The overall excellence of the week aside, it was still the Juggalo conversation that crystallized for me powerful shift in how I think about my work that was influenced by my SEI experience. When I began my current job, it was clear that one of my first orders of business was VR housekeeping. There were files to sort (both digital and physical), workflows to design, and a lot of baseline visual resource management principles to learn. While I was able to give myself a few crash courses on that last issue, it wasn’t until SEI that I was able to systematically, and holistically, think about the task at hand. Following my return I have improved our file organization practices, put some baseline preservation methods in place, began to think more carefully about the metadata I apply to image files when cataloging, and doubled down on my efforts to comply with digitization standards (an uphill task for someone without a photography or image editing background!).

More vital, though, is that shift I mentioned. Now that I’ve been in my position for almost a year, I am beginning to feel more confident in work I’m doing and the decisions I’ve made regarding our VR collection.

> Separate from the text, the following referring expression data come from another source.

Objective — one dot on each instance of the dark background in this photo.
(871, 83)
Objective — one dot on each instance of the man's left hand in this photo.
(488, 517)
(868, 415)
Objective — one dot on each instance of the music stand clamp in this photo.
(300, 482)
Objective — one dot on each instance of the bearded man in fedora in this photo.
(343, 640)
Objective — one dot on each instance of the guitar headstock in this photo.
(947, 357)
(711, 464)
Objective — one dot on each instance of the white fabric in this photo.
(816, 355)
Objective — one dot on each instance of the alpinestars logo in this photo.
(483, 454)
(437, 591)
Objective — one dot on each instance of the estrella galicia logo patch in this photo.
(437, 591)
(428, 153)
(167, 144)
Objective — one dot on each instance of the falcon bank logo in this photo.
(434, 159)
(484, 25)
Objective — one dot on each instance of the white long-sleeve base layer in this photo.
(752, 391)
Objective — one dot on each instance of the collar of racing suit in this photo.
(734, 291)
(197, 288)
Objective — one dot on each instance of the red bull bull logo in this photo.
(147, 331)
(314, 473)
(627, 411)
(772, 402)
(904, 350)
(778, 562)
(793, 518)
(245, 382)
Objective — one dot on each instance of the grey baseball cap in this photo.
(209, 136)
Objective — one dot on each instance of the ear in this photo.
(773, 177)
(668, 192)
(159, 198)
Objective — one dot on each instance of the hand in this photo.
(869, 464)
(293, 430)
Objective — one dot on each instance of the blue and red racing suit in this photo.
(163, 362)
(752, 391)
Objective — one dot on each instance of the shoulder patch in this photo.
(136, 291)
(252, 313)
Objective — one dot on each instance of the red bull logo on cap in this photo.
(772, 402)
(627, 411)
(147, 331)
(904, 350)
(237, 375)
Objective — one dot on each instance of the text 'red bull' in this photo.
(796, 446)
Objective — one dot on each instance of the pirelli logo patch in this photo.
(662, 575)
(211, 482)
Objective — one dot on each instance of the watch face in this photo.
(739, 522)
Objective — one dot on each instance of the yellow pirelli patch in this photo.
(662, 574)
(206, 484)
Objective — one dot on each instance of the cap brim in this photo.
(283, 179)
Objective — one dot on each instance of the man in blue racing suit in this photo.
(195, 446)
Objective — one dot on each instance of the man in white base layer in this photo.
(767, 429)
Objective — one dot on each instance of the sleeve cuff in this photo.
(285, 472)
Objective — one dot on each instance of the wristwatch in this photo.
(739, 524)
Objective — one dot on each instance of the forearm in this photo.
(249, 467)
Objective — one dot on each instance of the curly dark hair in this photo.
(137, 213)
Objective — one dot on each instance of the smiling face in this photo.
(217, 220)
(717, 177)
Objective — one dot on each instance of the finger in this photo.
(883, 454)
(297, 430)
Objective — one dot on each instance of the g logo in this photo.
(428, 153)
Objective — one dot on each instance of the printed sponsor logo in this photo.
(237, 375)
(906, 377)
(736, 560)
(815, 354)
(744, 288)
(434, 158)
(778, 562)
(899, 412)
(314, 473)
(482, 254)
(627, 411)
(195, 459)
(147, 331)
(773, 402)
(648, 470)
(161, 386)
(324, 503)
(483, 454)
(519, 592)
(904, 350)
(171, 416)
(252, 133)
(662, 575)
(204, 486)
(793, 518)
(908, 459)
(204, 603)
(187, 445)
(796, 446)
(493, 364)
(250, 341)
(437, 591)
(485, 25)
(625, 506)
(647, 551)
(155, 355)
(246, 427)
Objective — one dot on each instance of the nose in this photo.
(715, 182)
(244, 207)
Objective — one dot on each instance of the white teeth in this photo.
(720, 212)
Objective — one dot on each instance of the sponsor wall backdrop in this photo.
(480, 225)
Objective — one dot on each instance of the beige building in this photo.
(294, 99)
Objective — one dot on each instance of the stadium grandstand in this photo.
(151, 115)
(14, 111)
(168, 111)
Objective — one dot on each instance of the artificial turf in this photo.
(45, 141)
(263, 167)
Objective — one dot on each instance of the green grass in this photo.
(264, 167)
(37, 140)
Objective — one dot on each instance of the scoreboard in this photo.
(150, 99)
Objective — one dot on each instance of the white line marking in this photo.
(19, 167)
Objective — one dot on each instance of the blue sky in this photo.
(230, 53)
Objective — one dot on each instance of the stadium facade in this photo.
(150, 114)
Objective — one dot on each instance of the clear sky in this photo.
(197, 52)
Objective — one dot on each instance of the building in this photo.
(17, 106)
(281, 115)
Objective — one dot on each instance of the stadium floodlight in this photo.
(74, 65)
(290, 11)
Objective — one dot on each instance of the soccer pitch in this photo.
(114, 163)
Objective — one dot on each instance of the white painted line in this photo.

Essential to this is the way I learned to think about creating, managing, sharing, and preserving the collection. Rather than envisioning mythological figures with shovels and stables or boulders and hills, I am now able to see my work in VR as more elegantly integrated with the other half of my job: research assistance and information/visual literacy instruction. Managing an image collection isn’t a goal in itself. It’s a means of providing our students with tools to improve their practice and learn how to be successful consumers, users, and creators of information both textual and visual. And someday, when I do find that Juggalo archive, I’ll know that the reason those archivists work so hard to preserve the cultural artifacts of ICP fandom is for the users who will study them, and analyze them, and create information that will enlighten those who care to find it.

-Ashley Peterson, Librarian at the School of the Museum of Fine Arts, Boston

Introducing: Ashley Peterson, ArLiSNAP’s New Student Liaison!



Ashley Peterson


Hello all! I am a librarian at the School of the Museum of Fine Arts, Boston. I’ve been in this position since October 2013, and so far it’s been wonderful– exactly the sort of job I envisioned for myself when I first decided to attend library school. Since the position is new, it is a bit of a work-in-progress, though my primary areas of responsibility are in research assistance/instruction and visual resource management. My big summer projects include managing our library’s LibGuides adoption, developing library instruction learning objectives and course content for this fall’s first-year English classes, and getting our VR collection up to snuff in terms of digitization, metadata, and preservation best practices (all based on knowledge gained during my amazing experience at SEI this year!). So, you know. Typical lazy summer stuff. My main passion in librarianship is for learning and teaching about the various literacies (information, visual, media, digital, trans-…), in the service of art history and studio art education.

I have a BA in art history, and I absolutely love the immersion in the local arts community that working at an art school affords. When I’m not working with my fabulous colleagues and our crazy talented students, you’ll usually find me eating a sandwich, drinking something gin-or tequila-based, reading something by Edith Wharton or Hilary Mantel, re-learning how to knit socks, feeling too old at some house show, listening to comedy podcasts, or watching a dark auteur TV series with my husband and cat.